|Ph.D Student||Shavit-Kishkober Michal|
|Subject||Novel Strategies to Fight Bacterial Resistance|
|Department||Department of Chemistry||Supervisor||Professor Timor Baasov|
|Full Thesis text|
The emerging resistance to currently available antibiotics, and the poor prospects for new antibacterial agents, prompt urgent call for the development of new strategies to battle the growing antibacterial resistance. Toward these ends, we investigated two different strategies. One strategy considers the unique potential of dual-action hybrid antibiotics: two antibiotics covalently linked. The possible benefits include: i) activity against drug-resistant bacteria, ii) an expanded spectrum of activity, and iii) reduced potential for generating bacterial resistance.
Our group recently reported the synthesis and evaluation of a series of neomycin B-ciprofloxacin hybrids. While these hybrids exhibited dual mode of action and substantial antibacterial activity, they exhibited antagonistic behavior in comparison to the mother drugs. A case study of one hybrid showed delay in resistance development in bacteria. To our knowledge, this provided the first demonstration of a hybrid delaying the emergence of resistance development in bacteria.
Our main goal was to design, synthesize and test additional hybrid structures in order to further establish the concept; namely, whether the antagonistic combination in a hybrid drug will delay the development of resistance as a general phenomenon, or if it was a distinct observation with the particular hybrid.
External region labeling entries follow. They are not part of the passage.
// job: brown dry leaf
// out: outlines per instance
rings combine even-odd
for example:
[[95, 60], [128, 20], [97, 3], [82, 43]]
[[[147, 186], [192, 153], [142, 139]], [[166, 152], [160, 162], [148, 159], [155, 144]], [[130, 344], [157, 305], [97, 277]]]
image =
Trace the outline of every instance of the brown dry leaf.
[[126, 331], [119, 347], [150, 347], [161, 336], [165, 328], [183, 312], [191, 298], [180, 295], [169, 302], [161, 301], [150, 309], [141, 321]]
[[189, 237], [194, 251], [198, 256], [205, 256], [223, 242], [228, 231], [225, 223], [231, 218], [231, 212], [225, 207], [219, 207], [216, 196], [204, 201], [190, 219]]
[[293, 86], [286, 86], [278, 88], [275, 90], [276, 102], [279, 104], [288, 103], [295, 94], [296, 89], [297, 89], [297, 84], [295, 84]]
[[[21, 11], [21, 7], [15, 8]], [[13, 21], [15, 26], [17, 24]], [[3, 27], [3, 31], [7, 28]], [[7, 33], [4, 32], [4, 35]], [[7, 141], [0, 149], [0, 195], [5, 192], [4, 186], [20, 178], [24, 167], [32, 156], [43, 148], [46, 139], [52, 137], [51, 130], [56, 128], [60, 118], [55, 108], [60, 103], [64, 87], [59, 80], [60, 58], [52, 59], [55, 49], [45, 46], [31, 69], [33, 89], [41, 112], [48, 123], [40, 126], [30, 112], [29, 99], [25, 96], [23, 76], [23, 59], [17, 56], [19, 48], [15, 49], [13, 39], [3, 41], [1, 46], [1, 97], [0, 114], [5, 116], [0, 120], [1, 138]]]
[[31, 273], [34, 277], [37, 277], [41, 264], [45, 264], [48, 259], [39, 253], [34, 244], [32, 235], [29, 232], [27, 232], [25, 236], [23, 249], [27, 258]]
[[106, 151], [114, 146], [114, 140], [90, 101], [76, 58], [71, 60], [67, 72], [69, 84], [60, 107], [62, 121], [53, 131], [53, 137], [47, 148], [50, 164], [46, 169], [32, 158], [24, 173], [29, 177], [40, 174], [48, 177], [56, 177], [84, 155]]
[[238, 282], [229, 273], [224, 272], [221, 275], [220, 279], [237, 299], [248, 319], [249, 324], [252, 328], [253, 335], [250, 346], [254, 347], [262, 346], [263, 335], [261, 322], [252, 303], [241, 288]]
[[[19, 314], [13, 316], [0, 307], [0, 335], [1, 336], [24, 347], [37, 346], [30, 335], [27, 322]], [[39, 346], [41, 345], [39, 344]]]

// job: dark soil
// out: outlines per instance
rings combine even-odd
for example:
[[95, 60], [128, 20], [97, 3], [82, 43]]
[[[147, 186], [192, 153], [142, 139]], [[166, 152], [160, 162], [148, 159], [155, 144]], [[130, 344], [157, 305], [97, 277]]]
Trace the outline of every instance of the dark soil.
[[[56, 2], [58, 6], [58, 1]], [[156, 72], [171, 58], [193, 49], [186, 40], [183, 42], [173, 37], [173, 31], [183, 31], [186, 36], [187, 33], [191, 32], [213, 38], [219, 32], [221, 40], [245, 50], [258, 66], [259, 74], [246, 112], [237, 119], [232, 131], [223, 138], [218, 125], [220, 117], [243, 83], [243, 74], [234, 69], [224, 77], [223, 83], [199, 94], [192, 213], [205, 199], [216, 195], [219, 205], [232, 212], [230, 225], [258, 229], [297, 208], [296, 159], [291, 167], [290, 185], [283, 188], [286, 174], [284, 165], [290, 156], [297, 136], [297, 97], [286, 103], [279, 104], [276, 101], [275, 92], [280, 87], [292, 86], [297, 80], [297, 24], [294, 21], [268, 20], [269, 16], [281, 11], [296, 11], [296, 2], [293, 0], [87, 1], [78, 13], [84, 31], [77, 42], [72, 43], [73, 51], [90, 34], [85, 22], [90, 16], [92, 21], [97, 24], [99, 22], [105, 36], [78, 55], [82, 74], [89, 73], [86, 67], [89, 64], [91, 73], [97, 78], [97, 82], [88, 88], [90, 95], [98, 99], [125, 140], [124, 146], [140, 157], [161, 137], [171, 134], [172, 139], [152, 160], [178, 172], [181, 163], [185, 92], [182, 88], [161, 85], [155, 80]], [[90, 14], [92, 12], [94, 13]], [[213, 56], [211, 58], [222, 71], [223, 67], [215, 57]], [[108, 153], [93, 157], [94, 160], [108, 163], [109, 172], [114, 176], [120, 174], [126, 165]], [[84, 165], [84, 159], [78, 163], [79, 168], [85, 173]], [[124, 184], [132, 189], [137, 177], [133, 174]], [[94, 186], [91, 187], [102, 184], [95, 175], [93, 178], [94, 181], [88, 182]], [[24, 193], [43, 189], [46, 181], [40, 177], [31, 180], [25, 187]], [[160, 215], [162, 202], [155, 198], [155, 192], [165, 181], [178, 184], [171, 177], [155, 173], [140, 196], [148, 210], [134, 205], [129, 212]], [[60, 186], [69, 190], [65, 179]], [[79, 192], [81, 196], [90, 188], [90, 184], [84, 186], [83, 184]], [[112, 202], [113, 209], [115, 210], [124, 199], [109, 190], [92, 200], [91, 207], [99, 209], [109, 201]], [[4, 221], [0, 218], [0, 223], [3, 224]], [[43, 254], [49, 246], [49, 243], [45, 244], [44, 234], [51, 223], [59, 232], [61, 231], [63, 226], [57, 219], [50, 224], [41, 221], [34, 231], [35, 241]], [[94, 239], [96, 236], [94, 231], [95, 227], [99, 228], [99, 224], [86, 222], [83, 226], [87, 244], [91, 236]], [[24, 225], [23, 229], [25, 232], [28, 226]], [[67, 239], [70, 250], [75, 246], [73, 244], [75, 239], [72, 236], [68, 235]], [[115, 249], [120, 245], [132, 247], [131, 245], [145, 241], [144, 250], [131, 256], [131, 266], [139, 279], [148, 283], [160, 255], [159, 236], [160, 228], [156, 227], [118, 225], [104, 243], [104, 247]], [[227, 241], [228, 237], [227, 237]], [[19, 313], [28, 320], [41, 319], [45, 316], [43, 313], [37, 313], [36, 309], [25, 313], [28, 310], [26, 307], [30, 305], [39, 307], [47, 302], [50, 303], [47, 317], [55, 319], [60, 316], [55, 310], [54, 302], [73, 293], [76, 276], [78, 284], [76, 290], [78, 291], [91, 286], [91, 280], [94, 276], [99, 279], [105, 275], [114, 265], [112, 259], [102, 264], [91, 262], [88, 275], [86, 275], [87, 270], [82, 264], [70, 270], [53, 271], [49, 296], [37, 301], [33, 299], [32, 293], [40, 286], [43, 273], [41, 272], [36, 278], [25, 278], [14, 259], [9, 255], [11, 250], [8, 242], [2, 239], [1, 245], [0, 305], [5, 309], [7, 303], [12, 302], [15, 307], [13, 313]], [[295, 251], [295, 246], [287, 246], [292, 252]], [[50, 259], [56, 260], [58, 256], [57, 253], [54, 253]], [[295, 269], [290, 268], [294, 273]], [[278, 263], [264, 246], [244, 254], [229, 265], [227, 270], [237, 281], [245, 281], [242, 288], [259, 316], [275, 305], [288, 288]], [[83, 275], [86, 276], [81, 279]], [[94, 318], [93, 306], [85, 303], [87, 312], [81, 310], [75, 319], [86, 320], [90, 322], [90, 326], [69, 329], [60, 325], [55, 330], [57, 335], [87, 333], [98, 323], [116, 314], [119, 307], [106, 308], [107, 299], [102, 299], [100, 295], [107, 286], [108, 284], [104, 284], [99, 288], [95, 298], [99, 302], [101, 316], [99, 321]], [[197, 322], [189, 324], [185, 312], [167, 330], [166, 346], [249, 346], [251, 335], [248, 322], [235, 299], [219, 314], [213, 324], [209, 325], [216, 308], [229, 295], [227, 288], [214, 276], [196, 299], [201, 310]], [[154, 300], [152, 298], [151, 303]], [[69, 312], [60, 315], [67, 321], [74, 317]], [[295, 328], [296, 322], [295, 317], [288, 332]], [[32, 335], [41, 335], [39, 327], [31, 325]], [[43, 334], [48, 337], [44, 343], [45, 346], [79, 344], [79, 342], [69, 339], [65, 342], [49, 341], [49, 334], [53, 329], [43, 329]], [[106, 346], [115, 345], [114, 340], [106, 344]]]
Towards these ends, we have designed and synthesized a library of kanamycin A-ciprofloxacin hybrids, connected via 1,2,3-triazole linkers. Their antibiotic activity was tested against a wide range of bacterial strains, including resistant strains. We demonstrated that while the hybrids exhibit significant antibacterial activity, they also have antagonistic behavior. Two case studies of these hybrids demonstrated significant delay in the development of resistance in bacteria. This provides support to the general concept that antagonistic hybrids of flouro-quinolones and aminoglycosides inhibit resistance development in bacteria.
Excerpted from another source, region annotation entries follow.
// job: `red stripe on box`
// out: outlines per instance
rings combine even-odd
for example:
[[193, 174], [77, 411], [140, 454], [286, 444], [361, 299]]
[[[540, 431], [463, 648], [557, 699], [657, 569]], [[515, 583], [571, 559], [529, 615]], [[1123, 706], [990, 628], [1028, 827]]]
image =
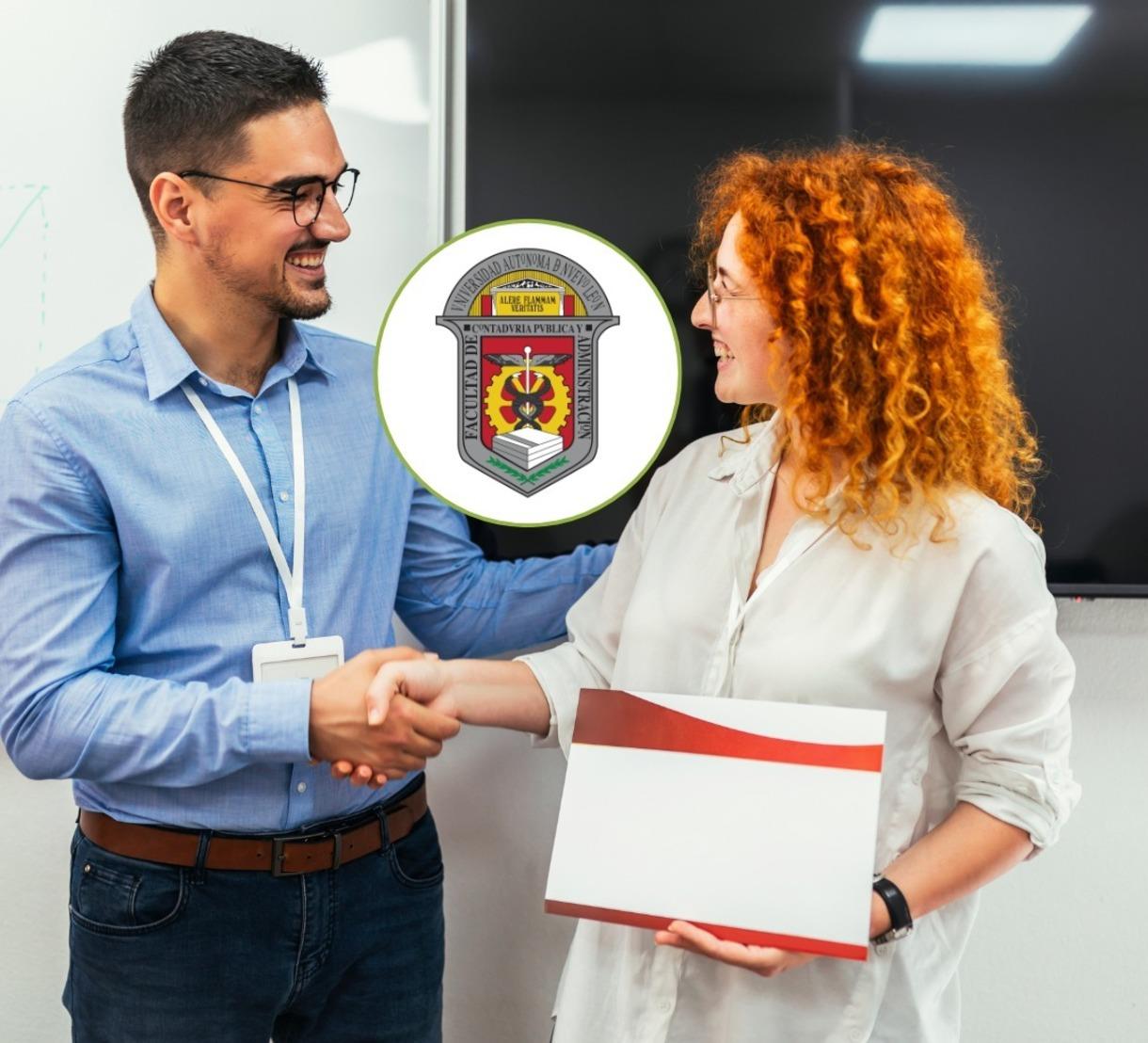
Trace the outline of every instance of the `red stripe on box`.
[[639, 750], [709, 754], [746, 760], [775, 760], [851, 771], [879, 772], [882, 745], [838, 745], [774, 739], [699, 720], [658, 703], [610, 688], [583, 688], [574, 720], [574, 742]]
[[[599, 909], [597, 905], [577, 905], [574, 902], [545, 902], [545, 910], [559, 917], [579, 917], [583, 920], [602, 920], [621, 924], [625, 927], [644, 927], [647, 930], [666, 930], [681, 917], [650, 917], [645, 913], [623, 912], [620, 909]], [[774, 934], [769, 930], [745, 930], [740, 927], [724, 927], [720, 924], [700, 924], [690, 920], [695, 927], [708, 930], [715, 937], [742, 945], [768, 945], [773, 949], [790, 949], [794, 952], [813, 952], [817, 956], [836, 956], [839, 959], [864, 960], [869, 957], [868, 945], [850, 945], [845, 942], [827, 942], [823, 938], [804, 938], [793, 934]]]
The second strategy, which is rather new and has been initiated here for the first time, is the development of a catalytic antibiotic. This approach is based on a chemical modification of existing antibiotic in order to make it a catalyst. The possible benefits include: i) lower dosages and consequencing lower toxicity, ii) activity against resistant bacteria, and iii) reduced potential for generating new resistance. The main motivation towards achieving this goal was/is that no such drugs exist and, this research can potentially pave a new avenue for antibiotics development.
Our group rationally designed and synthesized a series of NeoB analogs modified at 4’ position. Initially I tested these compounds against numerous bacteria and found that while all these compounds exhibited similar or lower antibacterial activity on the wild-type bacteria, against resistant strains they showed substantially better antibacterial activity than NeoB. Interestingly, three of the 4’-amide derivatives showed 2-times stronger inhibition of protein synthesis in comparison to NeoB and the other clinically used aminoglycosides. However, all our attempts to show their catalytic function by following the cleavage of ribosomal RNA in ribosomal particles or in the model of ribosomal A-site, were unsuccessful. Based on the observed data, the team is currently searching for the design and synthesis of new generation derivatives with the desired catalytic function.